We spent half an hour finding parking (found out later was an illegal spot). Next, because of the time we arrived (between lunch and dinner) we struggled to find an open restaurant. Lastly, it took us an hour and three different stores to buy a Pre-paid SIM card. By the time it was activated, we discovered every hotel under 500€ was booked… Not exactly the best way to start a weekend getaway.
We ended up calling it quits. drove to nearby Verona, had a blast, and actually saved the weekend. But I still thought about how to prevent this from happening again and hopefully share with you the 10 minutes of planning that could have saved us hours of headache and amplify the joy of travel.

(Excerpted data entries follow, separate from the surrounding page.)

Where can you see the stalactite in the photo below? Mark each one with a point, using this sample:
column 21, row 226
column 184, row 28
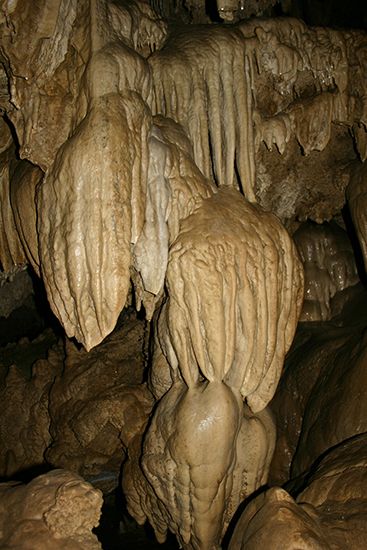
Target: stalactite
column 212, row 102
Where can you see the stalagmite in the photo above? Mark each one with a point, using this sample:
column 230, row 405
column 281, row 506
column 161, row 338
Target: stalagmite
column 147, row 166
column 223, row 344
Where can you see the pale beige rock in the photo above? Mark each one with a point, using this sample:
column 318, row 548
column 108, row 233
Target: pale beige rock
column 274, row 520
column 214, row 343
column 55, row 511
column 85, row 225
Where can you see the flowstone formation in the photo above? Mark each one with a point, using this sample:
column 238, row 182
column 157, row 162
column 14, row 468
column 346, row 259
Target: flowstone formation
column 145, row 166
column 55, row 511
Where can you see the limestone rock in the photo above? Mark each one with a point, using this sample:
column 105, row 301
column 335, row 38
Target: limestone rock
column 320, row 399
column 98, row 403
column 24, row 424
column 55, row 511
column 329, row 513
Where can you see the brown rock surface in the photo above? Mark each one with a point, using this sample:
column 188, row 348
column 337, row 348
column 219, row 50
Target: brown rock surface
column 320, row 400
column 330, row 513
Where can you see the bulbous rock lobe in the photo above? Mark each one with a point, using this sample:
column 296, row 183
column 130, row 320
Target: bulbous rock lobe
column 84, row 211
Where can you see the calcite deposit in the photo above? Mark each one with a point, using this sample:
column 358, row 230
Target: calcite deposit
column 328, row 513
column 155, row 166
column 55, row 511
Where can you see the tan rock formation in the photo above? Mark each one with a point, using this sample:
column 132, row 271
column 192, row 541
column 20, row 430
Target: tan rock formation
column 122, row 195
column 98, row 404
column 25, row 420
column 328, row 513
column 328, row 260
column 195, row 453
column 320, row 401
column 55, row 511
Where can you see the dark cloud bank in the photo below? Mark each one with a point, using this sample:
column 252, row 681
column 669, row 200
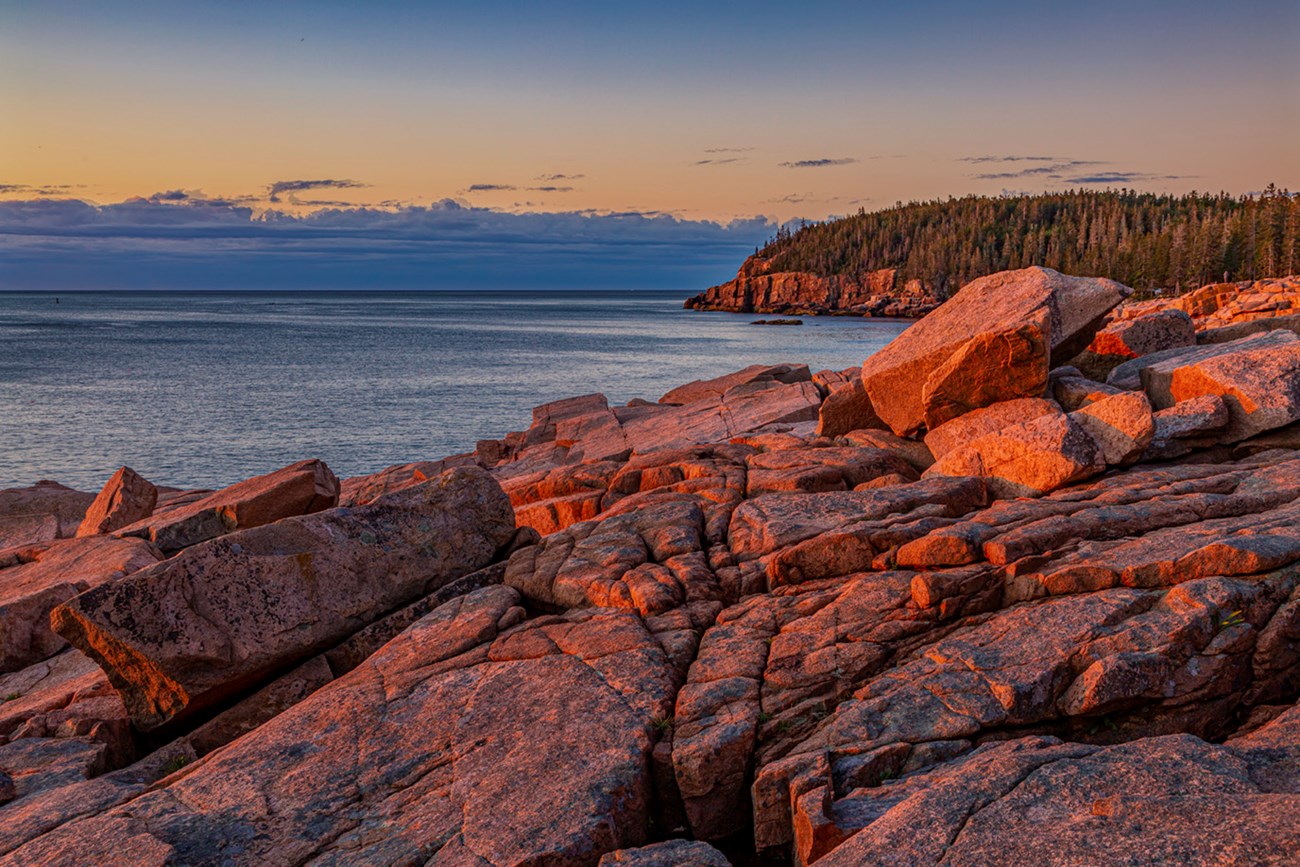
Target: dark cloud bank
column 177, row 241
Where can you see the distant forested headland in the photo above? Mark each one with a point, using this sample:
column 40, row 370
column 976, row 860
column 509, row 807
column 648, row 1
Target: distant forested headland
column 1143, row 239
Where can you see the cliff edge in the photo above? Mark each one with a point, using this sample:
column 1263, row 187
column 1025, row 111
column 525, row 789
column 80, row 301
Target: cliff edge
column 759, row 289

I call this system: The Pirate’s Guide to Traveling
Pirate’s Guide to Travel
Every pirate needs two things to be successful: A treasure map and a pirate ship. Allow me to explain.
Everybody has a list of things they want to see when visiting a city for the first time. Whether it be attractions, museums, clubs, or restaurants.

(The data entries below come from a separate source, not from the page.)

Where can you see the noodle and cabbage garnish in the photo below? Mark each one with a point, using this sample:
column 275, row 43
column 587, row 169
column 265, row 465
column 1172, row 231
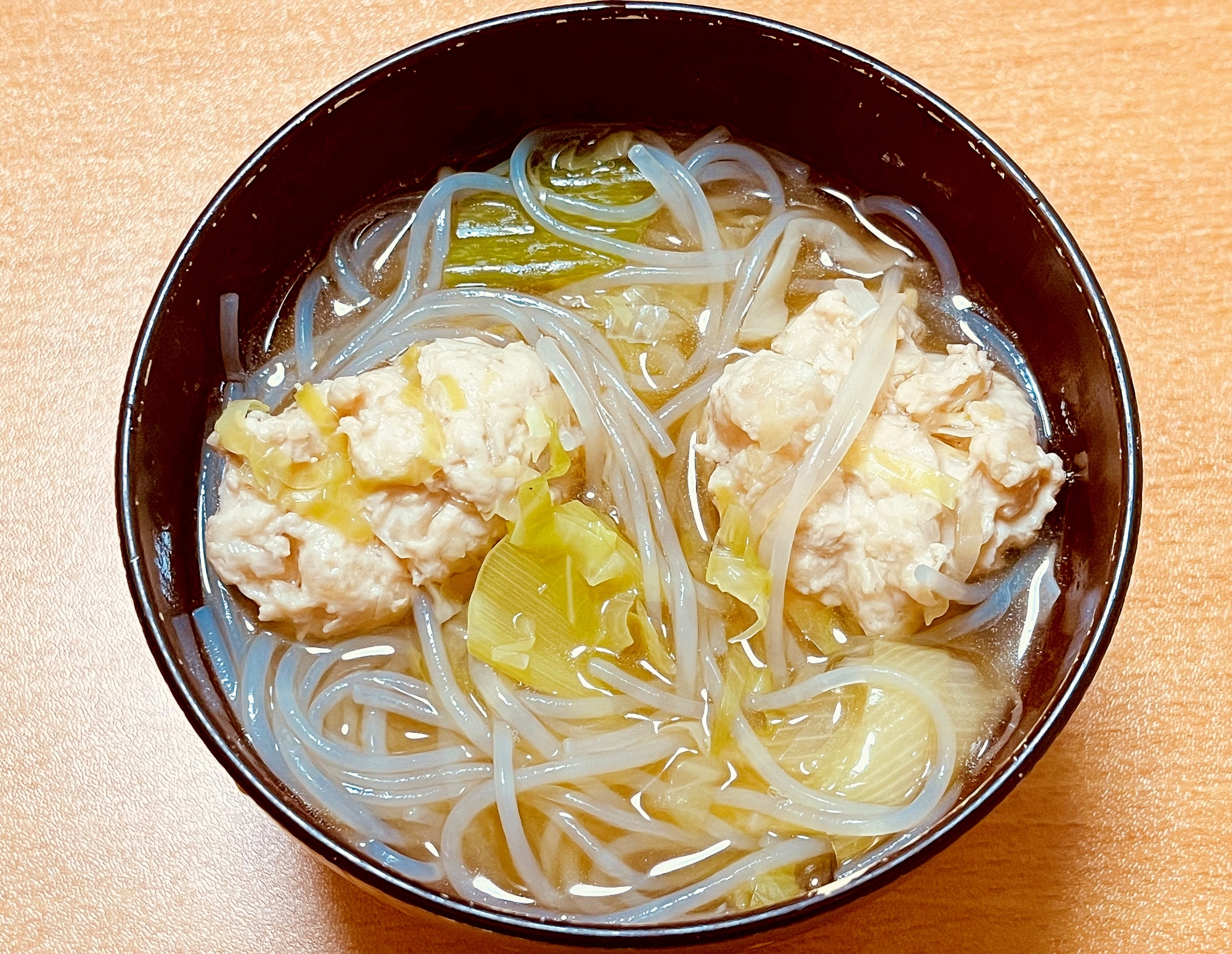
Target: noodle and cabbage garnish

This is usually stored as a top 10 list blog post or a checklist in your phone. The problem is, most travelers don’t have a clue how all of those “to-do’s relate to each other geographically.
Introducing The Treasure Map
By creating a “treasure map” with all your points of interest marked down, you can visualize your ideal route and plan out your day.
This way you don’t walk past one attraction to visit another, only to backtrack later so you can mark it off your list (sometimes you have to skip things altogether because you ran out of time). It sounds obvious, but this aimless wandering happens far too often to first time visitors of a city and it wastes precious time that you could be spending getting lost and exploring the hidden treasures not located in any travel guide.
Personally, I use Google maps to create my treasure maps by “starring” locations. It also syncs with my phone so I can see where the little blue dot is in relation to my points of interest:
I’m not sure of a better service that does this. I know that foursquare and mapquest have tried similar offerings but so far they seem half-baked. I will update if I find something better later.
Once you have your treasure map settled. You need to commander a Pirate Ship that helps you capture the booty.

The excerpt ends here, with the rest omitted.